Harry Potter curse helps Emma’s mother get her gargoyles back
WHEN Emma Thompson played divination professor Sybil Trelawney in Harry Potter, some of the magic may have rubbed off.
For her mother, the actress Phyllida Law, 77, turned to a little witchery when two prized stone gargoyles were stolen from her garden wall.
She stuck up a picture of herself dressed as the “Neighbourhood Witch” and posted a joke sign on her shrubs warning a “curse” would be put on the thief.
Now, much to her surprise, the hocus-pocus seems to have worked … after more than two years, the statues have suddenly reappeared.
Spookily, they arrived with a handwritten note begging: “Help me please. I have been very, very ill since I stole these. Please lift the curse.”
Phyllida said: “It was a complete jokey notice. You wouldn’t think he’d take it seriously at all.
“But his guilt was so great.”
The gargoyles, which had pride of place on a wall outside her home in West Hampstead, London, were swiped in August 2007.
They had been a favourite with children, who used to stop and talk to them on their way home from school.
That’s why she posted the sign reading: “Be so kind as to return the children’s stone statues – otherwise curses will occur!
“You have been warned!”
She added a photograph of herself dressed up as a hook-nosed witch, which had been taken one Hallowe’en, in a mock-up of the Neighbourhood Watch sign.
Last weekend, a large, black rucksack appeared outside her front door, containing a note on lined paper, to “the householder”.
Phyllida said: “It is the most fantastic story. A very good black rucksack was put outside my door. It stayed there for 48 hours until I thought it’s so heavy, what can be in it? Probably bombs.
“So I gingerly opened the lid and it was the two gargoyles. Tucked in the pocket was the little note.”
The actress, whose daughter Emma lives across the road with husband Greg Wise, says: “I’m worried about the person now being very, very ill.
“It was a joke because of the kids, and me being a witch at Hallowe’en.”
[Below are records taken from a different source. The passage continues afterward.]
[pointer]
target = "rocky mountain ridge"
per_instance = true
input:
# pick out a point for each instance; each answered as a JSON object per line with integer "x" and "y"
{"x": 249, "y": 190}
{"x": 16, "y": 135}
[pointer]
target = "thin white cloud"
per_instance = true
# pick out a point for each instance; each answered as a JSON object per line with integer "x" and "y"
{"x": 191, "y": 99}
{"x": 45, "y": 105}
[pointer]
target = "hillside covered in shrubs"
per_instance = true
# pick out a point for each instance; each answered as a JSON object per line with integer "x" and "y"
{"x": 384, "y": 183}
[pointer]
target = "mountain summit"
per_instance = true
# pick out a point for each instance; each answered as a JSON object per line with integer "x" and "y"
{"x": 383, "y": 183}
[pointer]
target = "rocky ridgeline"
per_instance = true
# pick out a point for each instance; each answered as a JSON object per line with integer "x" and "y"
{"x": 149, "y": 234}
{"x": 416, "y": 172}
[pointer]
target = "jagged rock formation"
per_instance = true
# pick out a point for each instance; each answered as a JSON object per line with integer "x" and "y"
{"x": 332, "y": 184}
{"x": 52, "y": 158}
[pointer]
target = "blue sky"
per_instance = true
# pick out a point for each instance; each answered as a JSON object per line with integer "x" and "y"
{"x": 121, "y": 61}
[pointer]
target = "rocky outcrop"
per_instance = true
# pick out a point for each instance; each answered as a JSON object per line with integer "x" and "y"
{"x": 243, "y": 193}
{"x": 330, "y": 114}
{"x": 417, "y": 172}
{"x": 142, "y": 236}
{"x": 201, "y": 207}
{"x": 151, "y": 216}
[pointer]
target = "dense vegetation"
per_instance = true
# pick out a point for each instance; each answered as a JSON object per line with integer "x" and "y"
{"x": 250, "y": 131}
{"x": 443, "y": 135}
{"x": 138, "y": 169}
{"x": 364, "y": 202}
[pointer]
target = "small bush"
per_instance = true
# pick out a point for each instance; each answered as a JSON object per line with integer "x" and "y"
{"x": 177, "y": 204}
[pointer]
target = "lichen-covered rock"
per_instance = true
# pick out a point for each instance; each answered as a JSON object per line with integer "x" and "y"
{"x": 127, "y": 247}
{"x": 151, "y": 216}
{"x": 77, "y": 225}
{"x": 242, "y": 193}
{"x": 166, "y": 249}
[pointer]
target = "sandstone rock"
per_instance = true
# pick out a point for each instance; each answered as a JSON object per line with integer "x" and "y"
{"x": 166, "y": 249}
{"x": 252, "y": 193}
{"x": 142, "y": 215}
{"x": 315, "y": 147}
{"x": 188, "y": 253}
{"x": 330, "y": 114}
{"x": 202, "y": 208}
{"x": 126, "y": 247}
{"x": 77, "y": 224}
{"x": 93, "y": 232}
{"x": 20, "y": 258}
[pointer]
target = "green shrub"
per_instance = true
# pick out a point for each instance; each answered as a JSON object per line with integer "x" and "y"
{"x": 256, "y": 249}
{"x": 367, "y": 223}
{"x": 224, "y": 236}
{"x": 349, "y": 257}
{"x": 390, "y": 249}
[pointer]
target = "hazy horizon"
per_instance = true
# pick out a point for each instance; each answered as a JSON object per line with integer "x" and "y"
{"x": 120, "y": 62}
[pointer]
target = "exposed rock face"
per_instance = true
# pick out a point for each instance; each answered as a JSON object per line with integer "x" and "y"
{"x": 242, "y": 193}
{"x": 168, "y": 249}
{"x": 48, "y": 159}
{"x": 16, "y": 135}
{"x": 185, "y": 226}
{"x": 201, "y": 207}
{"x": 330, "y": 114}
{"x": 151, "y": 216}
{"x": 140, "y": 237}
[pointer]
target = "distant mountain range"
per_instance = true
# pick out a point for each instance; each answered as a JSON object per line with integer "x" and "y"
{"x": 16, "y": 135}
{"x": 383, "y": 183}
Phyllida has had a new sign printed and displayed, along with the rucksack, dry cleaned and hanging from a tree for its owner to reclaim.
It reads: “Thank you for returning the children’s statues. All curses have been lifted. Hurrah.”
Phyllida was married to Eric Thompson, narrator of The Magic Roundabout. He died in 1982.
Her first book, Notes To My Mother-In-Law, will be released next month.